4. Make the title a little bigger and give it a little better contrast from the background. In newspaper printing in particular you are going to get a lot of dot gain which will make the image even darker. You don't want everything blacking out on press.
5. Typesetting issues: Fix the justification settings on the names at the top. See how the letters in BOEHMKE and ARMATA are mashed together but others like READMAN and WOOD are more loosely spaced? That's inconsistent type setting and looks sloppy.
Also make sure those are actual dashes and not hyphens between the names. There is a difference.
You have an extra space before Newsom and another before Wells.
Mark Twain
FWIW I would have gone with the "Typewriter" logo you used early on. That, to me, generated both "interest" and "class/substance (?)"
28 in 23 (?)!!!!
63 in '23!!!!!!!!!!
My Collection: https://www.thedarktower.org/palaver...ion-Merlin1958
The Houston Astros cheated Major League Baseball from 2017-18!!!! Is that how we teach our kids to play the game now?????
Second ad coming soon.
I said it in my Reputation message, but Scoogs had some great ideas. All of the feedback has been wonderful, and I thank you for that, but Scoogs wins the game, lol.
I would stick to web advertisements. But I wouldn't advertise at all - waste of time.

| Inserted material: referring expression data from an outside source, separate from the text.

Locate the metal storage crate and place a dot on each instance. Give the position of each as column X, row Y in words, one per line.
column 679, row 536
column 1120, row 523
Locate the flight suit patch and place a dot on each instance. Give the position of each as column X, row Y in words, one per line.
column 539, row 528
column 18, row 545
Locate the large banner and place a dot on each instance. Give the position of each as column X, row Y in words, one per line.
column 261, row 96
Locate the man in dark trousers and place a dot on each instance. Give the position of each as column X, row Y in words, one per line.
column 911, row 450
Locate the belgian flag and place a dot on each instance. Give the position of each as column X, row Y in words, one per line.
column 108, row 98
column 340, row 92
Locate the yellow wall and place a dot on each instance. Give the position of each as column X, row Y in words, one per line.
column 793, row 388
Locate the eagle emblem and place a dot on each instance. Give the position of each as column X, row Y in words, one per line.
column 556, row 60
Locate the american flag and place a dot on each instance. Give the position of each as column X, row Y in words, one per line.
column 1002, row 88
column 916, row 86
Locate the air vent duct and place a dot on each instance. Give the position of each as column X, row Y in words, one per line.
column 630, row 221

Turn the book into a PDF, email a request-for-review to horror bloggers, etc., have them read a PDF copy so there's no printing costs to you, then they can write about it on their website, or write an Amazon review if it's available that way.

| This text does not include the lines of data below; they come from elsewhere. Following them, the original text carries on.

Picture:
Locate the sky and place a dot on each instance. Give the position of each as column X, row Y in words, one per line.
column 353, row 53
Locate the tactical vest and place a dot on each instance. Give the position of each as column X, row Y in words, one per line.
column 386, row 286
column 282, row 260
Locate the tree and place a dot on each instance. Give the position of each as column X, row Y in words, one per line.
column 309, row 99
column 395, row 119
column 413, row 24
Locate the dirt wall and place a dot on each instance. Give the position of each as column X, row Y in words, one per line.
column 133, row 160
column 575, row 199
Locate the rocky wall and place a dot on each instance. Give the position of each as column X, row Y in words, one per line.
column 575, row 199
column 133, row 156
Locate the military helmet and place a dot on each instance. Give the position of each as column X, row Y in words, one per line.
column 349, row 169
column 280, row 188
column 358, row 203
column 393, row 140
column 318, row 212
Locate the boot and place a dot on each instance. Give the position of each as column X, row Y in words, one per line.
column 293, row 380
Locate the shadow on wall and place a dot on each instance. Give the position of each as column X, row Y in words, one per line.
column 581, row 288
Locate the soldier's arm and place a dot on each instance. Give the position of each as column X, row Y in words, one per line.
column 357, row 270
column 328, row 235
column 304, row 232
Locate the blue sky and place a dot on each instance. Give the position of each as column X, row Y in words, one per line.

You should really upload it as a Kindle book to Amazon's e-store for like $2.99 and push the print version within the download.
Advertising is a waste of time for a self-published book, especially print - that's throwing money away...the best way to generate sales is through word-of-mouth by readers, and that means providing the book to legit reviewers.

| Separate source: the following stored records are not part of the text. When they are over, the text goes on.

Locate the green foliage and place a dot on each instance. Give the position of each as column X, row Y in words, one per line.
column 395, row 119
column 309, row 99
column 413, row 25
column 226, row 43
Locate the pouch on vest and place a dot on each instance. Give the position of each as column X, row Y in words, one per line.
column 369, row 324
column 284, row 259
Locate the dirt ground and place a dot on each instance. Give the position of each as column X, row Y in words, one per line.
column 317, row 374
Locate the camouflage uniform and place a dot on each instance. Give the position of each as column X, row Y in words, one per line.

We have over 100+ reviewers, including many award winning editors, authors, magazines, publishers, and websites. A lot of known names. They will publish their reviews on their own websites/in their own magazines, etc etc, and many of them will publish them on Amazon and Goodreads, things like that.
A pdf/eBook version will be sent to every customer who purchases either of the editions. We will also be selling the Paperback and eBook through Amazon.
We won't pay for advertising or reviews. If the reviewer would be so gracious as to run one of our advertisements next to their review, then that would be wonderful.
Will this thread be where the review links will be, or will you start a separate thread for that? Have any come in yet?
"That which you think, becomes your world" Matheson
Actually, part of the money making plan is to sell the links to reviews to the contributers.
Shannon, any closer to knowing when the book will be published?
Weird. I could swear I responded to you in this thread, but my response seems to have magically disappeared. Oh well. All reviews (besides being posted on websites, blogs, magazines, newspapers, Amazon, Goodreads, etc) will be on ambannonbooks.com. Every now and then I might pop in here to let everyone know the page has been updated with new reviews. No one has read the book besides the contributors and the winner of the Proof Copy. George has read the book and will be our first official reviewer soon.
We're getting close, although the printer and I aren't seeing eye to eye. This is the second printer we've worked with, so I hope everything can fix itself soon.
What's up, Shannon? Do we have a release date?
Go then, there are other worlds than these.
Not yet, but we're getting close.
28 in 23 (?)!!!!
63 in '23!!!!!!!!!!
My Collection: https://www.thedarktower.org/palaver...ion-Merlin1958
The Houston Astros cheated Major League Baseball from 2017-18!!!! Is that how we teach our kids to play the game now?????
Speaking of slipcases............?Hey!! That's CD's line!!! LOL next thing you'll be saying "We're just waiting for the Slipcase Maker to deliver"!! LOL
Slipcases are expensive. Trust me, already looked into it, lol.